I've taken on a writing project. I kind of hit fork in the road with A Private Pain, so I'm putting it on a back burner for now.
A friend of a friend has a couple of remembrances from an ancestor. She was the daughter of a Confederate soldier during the war. Her father was killed outside of Atlanta. The first essay was about growing up and her life before the war and how things changed when her father died and the aftermath of the war. The second essay is about her mother, brother, and sister and she leaving Mississippi for California in 1870 for California. She has a great description of what she's leaving behind, the train ride across the country and interesting people they met and what it was like trying to settle in Northern California.
The gentleman wants me to bring this woman's story to life. My mind is already thinking of numerous ways to approach this, with one small hitch. This family owned slaves. She's wrote these essays in the 1930's and I'm having trouble with her reference to the slaves as "darkies."
There's no way to tell their story from having a plantation with 50 slaves and a comfortable life to losing absolutely everything, then having to start from scratch thousands of miles away and not use the term. At the time it was the genteel way of referring to slaves, but some might take exception to it today.

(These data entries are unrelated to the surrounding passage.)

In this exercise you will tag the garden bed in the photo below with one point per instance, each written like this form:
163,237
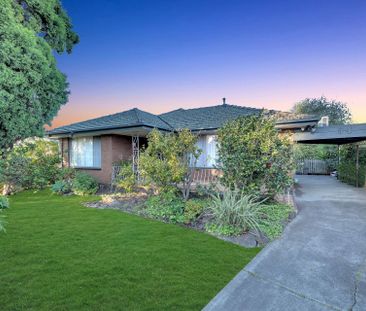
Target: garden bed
135,203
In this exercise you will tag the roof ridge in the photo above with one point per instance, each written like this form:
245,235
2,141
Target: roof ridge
137,115
160,118
215,106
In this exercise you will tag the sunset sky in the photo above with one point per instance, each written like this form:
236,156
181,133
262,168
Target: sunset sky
163,55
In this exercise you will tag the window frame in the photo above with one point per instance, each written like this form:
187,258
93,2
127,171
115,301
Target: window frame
96,141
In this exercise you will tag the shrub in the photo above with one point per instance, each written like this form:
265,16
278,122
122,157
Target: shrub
66,174
167,159
61,187
234,212
4,202
126,179
84,184
166,206
2,223
193,209
32,164
254,157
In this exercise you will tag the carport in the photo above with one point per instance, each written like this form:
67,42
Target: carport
334,135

This is only at the very beginning of the story and most of it is about their new life in California.
Dear readers, any thoughts?
2 comments:
My suggestion: put a disclaimer at the beginning to warn readers that the point is to portray the time period accurately--the good and the bad. And as such, you're including the language that people at the time used. History is often ugly, but there's no point in hiding it or sugarcoating it. It is what it is, and the reader has to judge it for themselves.
Pretty much what I plan. This is mostly for the family, and not that marketable.